Temple Square Demolition, Abuse Lawsuit And Racist Language In New LDS Church Manual | KUER 90.1

Temple Square Demolition, Abuse Lawsuit And Racist Language In New LDS Church Manual

Jan 28, 2020

With January coming to a close, KUER religion reporter Lee Hale spoke with Host Caroline Ballard to recap some of the biggest stories of the month involving The Church of Jesus Christ of Latter-day Saints and the Mormon Faith.

This interview has been edited for length and clarity

Caroline Ballard: At the start of the new year, the Salt Lake Temple began the process of renovations to make the building more resistant to earthquakes. What’s happened so far?

Lee Hale: If you walk downtown Salt Lake right now you'll see these big cranes, you'll see that structures are being demolished at Temple Square. This is expected to be a four-year project. Basically, the grounds are being completely changed. The temple itself is going to have new earthquake proofing adjustments that should be able to withstand a magnitude 7.2 earthquake. That's the hope. At the end of this project Temple Square will look different. The high walls surrounding the grounds now will come down. They will be replaced by gates. But also the public will be able to tour the temple when it's all done. And this is obviously the most historic, most meaningful structure in the LDS church. It will be a chance for people who've never been inside that building to see what it’s like. 

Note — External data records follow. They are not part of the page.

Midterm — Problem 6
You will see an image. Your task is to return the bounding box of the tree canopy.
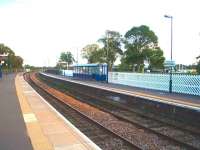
[82,44,104,63]
[0,44,23,69]
[98,30,123,70]
[122,25,165,72]
[59,51,74,68]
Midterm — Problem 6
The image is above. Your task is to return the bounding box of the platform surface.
[16,74,100,150]
[43,73,200,110]
[0,74,33,150]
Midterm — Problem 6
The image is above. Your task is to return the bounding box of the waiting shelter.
[73,64,108,82]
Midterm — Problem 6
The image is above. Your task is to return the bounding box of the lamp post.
[164,15,173,93]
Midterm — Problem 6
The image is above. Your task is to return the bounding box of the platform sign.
[164,60,176,67]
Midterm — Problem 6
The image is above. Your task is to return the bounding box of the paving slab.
[0,74,33,150]
[16,74,100,150]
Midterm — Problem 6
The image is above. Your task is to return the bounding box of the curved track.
[25,72,198,149]
[24,74,140,150]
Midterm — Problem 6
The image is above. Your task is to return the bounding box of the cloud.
[0,0,200,66]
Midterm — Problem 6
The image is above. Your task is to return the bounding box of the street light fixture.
[164,15,173,93]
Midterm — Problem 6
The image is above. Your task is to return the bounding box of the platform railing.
[108,72,200,96]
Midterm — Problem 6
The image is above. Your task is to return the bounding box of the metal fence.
[108,72,200,96]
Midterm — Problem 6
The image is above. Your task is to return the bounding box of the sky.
[0,0,200,66]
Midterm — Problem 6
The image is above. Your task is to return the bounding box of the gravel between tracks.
[31,74,188,149]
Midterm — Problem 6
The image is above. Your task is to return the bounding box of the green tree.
[82,44,104,63]
[98,30,123,70]
[59,51,74,69]
[123,25,164,72]
[0,44,23,69]
[147,47,165,69]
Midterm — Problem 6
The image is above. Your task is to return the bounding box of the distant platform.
[42,73,200,111]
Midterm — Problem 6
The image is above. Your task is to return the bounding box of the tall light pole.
[164,15,173,93]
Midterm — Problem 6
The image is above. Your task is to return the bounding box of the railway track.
[24,74,140,150]
[36,72,200,149]
[53,82,200,149]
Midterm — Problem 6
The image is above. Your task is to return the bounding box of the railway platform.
[42,73,200,111]
[0,74,100,150]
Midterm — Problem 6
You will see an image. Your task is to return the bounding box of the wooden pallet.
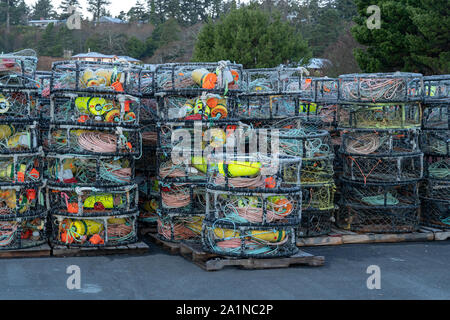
[297,227,450,247]
[0,243,52,259]
[52,242,149,257]
[180,243,325,271]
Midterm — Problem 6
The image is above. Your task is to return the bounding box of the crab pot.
[0,52,38,88]
[420,130,450,157]
[337,103,422,129]
[158,181,206,216]
[420,197,450,229]
[297,208,334,238]
[157,92,235,122]
[337,204,420,233]
[423,74,450,104]
[50,212,138,247]
[50,61,147,96]
[0,213,47,251]
[422,103,450,130]
[154,63,244,94]
[50,93,141,127]
[202,219,298,258]
[43,125,141,156]
[341,129,420,156]
[341,153,423,183]
[207,153,302,194]
[157,215,204,242]
[312,77,339,104]
[47,185,138,217]
[301,180,336,210]
[339,72,423,103]
[0,183,45,219]
[206,188,302,227]
[0,120,39,154]
[46,155,135,187]
[0,86,39,123]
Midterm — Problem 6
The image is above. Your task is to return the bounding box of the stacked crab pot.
[0,51,47,250]
[337,72,423,233]
[421,75,450,229]
[43,61,144,247]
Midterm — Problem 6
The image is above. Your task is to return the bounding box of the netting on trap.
[46,155,135,187]
[423,74,450,103]
[420,130,450,157]
[0,213,47,251]
[157,93,235,121]
[0,120,40,154]
[422,102,450,130]
[47,185,138,217]
[297,208,334,238]
[337,205,420,233]
[301,180,336,210]
[420,197,450,229]
[202,219,298,258]
[244,68,312,97]
[0,87,39,123]
[342,153,423,183]
[0,49,38,88]
[337,103,422,129]
[154,61,244,94]
[341,179,420,209]
[158,181,206,216]
[205,189,302,226]
[50,212,137,247]
[207,153,302,193]
[157,215,204,242]
[50,61,145,96]
[339,72,423,102]
[43,125,141,156]
[341,129,420,156]
[0,153,44,185]
[50,93,141,127]
[0,183,45,219]
[421,178,450,200]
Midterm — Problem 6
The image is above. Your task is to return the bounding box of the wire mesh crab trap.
[337,205,420,233]
[297,208,334,238]
[0,183,45,219]
[50,92,141,127]
[0,120,40,154]
[244,68,312,96]
[205,188,302,226]
[423,74,450,103]
[0,86,39,123]
[337,103,422,129]
[50,212,137,247]
[339,72,423,103]
[50,61,148,96]
[157,215,204,242]
[420,130,450,157]
[43,125,141,156]
[0,49,38,88]
[207,153,302,193]
[420,197,450,229]
[341,129,420,156]
[422,102,450,130]
[46,154,135,187]
[341,153,423,183]
[157,93,235,122]
[154,61,244,95]
[158,181,206,217]
[47,185,138,217]
[202,219,298,258]
[0,213,47,251]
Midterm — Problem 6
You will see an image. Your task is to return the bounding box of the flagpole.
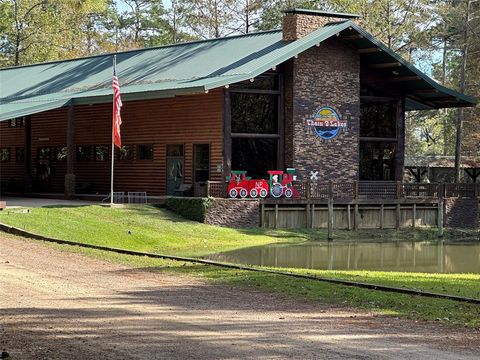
[110,55,117,207]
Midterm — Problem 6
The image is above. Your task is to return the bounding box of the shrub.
[165,197,213,222]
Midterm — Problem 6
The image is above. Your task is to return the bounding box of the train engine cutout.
[227,169,299,198]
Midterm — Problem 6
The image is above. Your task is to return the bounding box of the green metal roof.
[284,8,361,19]
[0,21,476,121]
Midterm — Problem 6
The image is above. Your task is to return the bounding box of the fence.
[207,181,480,200]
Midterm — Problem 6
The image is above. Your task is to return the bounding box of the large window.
[229,73,283,178]
[230,93,278,134]
[360,141,396,181]
[193,144,210,182]
[232,138,278,178]
[15,147,25,162]
[360,96,399,181]
[360,102,397,138]
[0,148,10,162]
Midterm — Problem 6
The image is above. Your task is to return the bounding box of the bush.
[165,197,213,223]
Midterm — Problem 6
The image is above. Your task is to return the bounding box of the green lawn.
[0,202,480,328]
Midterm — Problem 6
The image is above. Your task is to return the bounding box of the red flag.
[112,68,122,148]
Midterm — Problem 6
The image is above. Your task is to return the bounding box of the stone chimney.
[283,9,360,41]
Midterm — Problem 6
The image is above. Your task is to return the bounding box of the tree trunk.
[455,0,472,183]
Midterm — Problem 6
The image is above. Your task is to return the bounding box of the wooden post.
[395,203,402,230]
[347,204,352,230]
[353,203,360,230]
[274,204,278,229]
[223,89,232,177]
[23,116,32,193]
[437,184,445,238]
[380,204,385,230]
[207,180,210,197]
[260,204,265,227]
[328,181,333,240]
[64,103,76,199]
[310,204,315,229]
[394,99,405,181]
[412,203,417,229]
[305,202,310,228]
[328,199,333,240]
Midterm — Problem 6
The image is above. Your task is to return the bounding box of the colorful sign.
[306,106,348,140]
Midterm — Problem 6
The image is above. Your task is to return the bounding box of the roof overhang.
[338,23,478,110]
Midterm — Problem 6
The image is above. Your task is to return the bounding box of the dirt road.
[0,236,480,360]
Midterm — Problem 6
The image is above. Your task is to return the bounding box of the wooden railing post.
[328,181,333,240]
[396,181,402,199]
[437,184,445,238]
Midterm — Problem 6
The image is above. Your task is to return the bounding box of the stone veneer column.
[282,13,347,41]
[285,38,360,182]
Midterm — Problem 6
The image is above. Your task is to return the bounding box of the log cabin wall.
[0,90,223,195]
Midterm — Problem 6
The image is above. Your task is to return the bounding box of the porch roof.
[0,21,477,121]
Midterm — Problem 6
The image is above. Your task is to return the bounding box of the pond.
[209,241,480,274]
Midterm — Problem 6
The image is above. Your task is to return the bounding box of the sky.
[117,0,172,11]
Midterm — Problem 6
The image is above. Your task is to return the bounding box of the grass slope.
[0,206,480,328]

CB: Outside of Salt Lake City, there’s a lawsuit making its way through the courts in Oregon. A woman is suing the [LDS] Church after her husband confessed to their bishop that he had abused a child. The bishop reported him and he was convicted of the abuse and sentenced to prison. She is saying the confession was supposed to be confidential. What ramifications could it have for bishops and confessions?

LH: A lot of members of the church have said bishops should report any abuse to law enforcement. What we would call “mandatory reporters.” They’re currently exempt under Utah law. And this story is an example of a bishop doing what a lot people say is the right thing and now the church getting backlash from that. So I think this shows that this a complicated terrain that the church doesn't, I think, have a silver bullet to fix in a way that is going to make everyone happy. The church likes avoiding as many lawsuits as it can. I think you'll still hear people asking bishops to be these mandatory reporters, and these problems will likely come up again. 

CB: Another big story that's been circulating is this church Sunday school manual. It went out with references to verses in the Book of Mormon describing dark skin as a curse. How has the church addressed this?

LH: This is a longstanding Mormon teaching that the church has tried to distance itself from in recent years — the teaching that dark skin in the Book of Mormon meant that God was cursing people and trying to separate them from light skinned people. And yet, in the newest version of the Sunday school manual for this year, dark skin is said to have been a curse. That teaching was reiterated. People were upset. Leaders have said this is not what the church believes anymore and yet it was still printed. So the church made a correction online to the manual, but hasn't issued a statement pushing church members to focus on the online version and ignore their printed materials. This shows that the church is still kind of bureaucratically, at the very least, out of touch with what members need and what is accepted. 

CB: Looking forward a little bit, we have coming up the April General Conference. Is there anything about this conference that could be different for members as far as what they're going to see or hear? 

The upcoming General Conference in April will honor 200 years since Joseph Smith's "first vision," the revelation that led to the creation of the church.
Credit Brian Albers / KUER

LH: Definitely. It's all vague, but church President Russell Nelson has been teasing that this is going to be a big deal. It commemorates 200 years since Joseph Smith’s “first vision,” which started the whole Mormon experience — when Joseph Smith says he saw God, the father and Jesus Christ in a forest in Upstate New York. But Nelson has not really given many details beyond that. He really likes to rev up and tease things and keep the focus on the next big thing, the next big change. That's kind of his style. I think President Nelson is somebody who loves the limelight, loves the attention and likes to kind of create a little bit of a fervor. When it comes to content during General Conference, I would be surprised if it was that different from a typical year. But the location and some of the packaging, you could say, will look different.